Tutte le procedure di animali sono stati approvati dalla Comunità di Madrid cura degli animali e del Comitato uso, nel rispetto della normativa nazionale ed europea (PROEX 118/14; PROEX 331/15). Mantenere condizioni di sterilità durante la procedura.
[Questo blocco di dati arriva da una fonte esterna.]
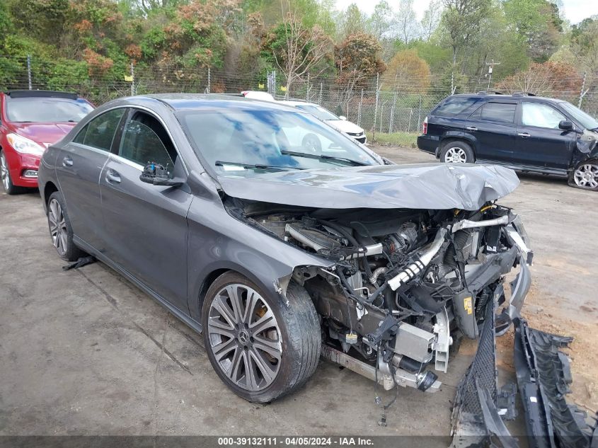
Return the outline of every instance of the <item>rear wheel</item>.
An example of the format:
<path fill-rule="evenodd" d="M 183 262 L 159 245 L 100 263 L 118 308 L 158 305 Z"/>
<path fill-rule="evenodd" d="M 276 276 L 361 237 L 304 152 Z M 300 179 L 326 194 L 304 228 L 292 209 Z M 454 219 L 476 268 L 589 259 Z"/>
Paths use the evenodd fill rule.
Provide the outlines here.
<path fill-rule="evenodd" d="M 23 188 L 13 185 L 8 162 L 4 151 L 0 151 L 0 179 L 2 180 L 2 188 L 7 195 L 15 195 L 23 191 Z"/>
<path fill-rule="evenodd" d="M 62 195 L 54 191 L 47 202 L 47 223 L 52 243 L 60 258 L 67 261 L 75 261 L 85 255 L 73 243 L 73 229 Z"/>
<path fill-rule="evenodd" d="M 271 401 L 301 386 L 315 372 L 321 335 L 307 292 L 289 285 L 287 300 L 271 298 L 236 272 L 208 289 L 202 326 L 208 357 L 239 396 Z"/>
<path fill-rule="evenodd" d="M 464 142 L 455 140 L 442 147 L 440 160 L 446 163 L 473 163 L 475 158 L 471 147 Z"/>
<path fill-rule="evenodd" d="M 569 174 L 569 185 L 577 188 L 598 191 L 598 159 L 579 163 Z"/>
1. elettroporazione in utero

NOTA: Questo protocollo per IUE è adattato da altri che sono stati precedentemente pubblicati ^{5, 6, 7.} Questo manoscritto descrive un protocollo per l'IUE di E15.5 embrioni, con modificazioni nella strategia giornalista che permettono lo studio della morfologia dei singoli neuroni ⁸ e le loro proprietà elettrofisiologiche in un esperimento separato utilizzando plasmidi reporter GFP standard.

1. Preparazione del DNA
   1. Preparare plasmidi DNA utilizzando un kit di isolamento privo di endotossine secondo le istruzioni del produttore e diluirli in 1x psalina hosphate-tamponata (PBS).
      1. Per l'etichettatura unicellulare, preparare 10 ml di miscela di DNA per la chirurgia (1 ml per embrione) utilizzando i seguenti costrutti e concentrazioni finali: plasmide codificante una giornalista proteina fluorescente (per esempio, CAG-DsRed2 ^9), 1 mg / mL come controllo per l'efficienza elettroporazione; plasmide sperimentale da testare, tipicamente a 1 mg / mL; LoxP-stop-loxP-fluorescente proteina plasmide (GFP ^CALNL-10), 1 mg / mL; e costruire-codifica Cre ^10, 1 - 4 ng / mL. Aggiungere 1 ml di 0,1% veloce verde in acqua (peso / volume) per visualizzare il DNA iniettato.
         NOTA: Cre ricombinazione del costrutto GFP verifica solo in pochi neuroni, che consente la visualizzazione e la ricostruzione delle singole proiezioni assonale (Figura 1A).
      2. Per gli studi di patch-clamp standard preparare 10 ml di miscela DNA per la chirurgia (1 ml per embryo) dei seguenti plasmide codificante una proteina fluorescente (per esempio, CAG-GFP ^11), 1 mg / mL come controllo giornalista; plasmide sperimentale, generalmente 1 mg / mL; e 1 ml di 0,1% veloce verde in acqua (peso / volume).
         NOTA: Queste sono le condizioni di elettroporazione standard che analizzano fette acuta che contengono un gran numero di neuroni eccitatori marcati all'interno della lamina desiderato. Per eseguire studi di patch-clamp in singole cellule, preparare il DNA come descritto al punto 1.1.1.1.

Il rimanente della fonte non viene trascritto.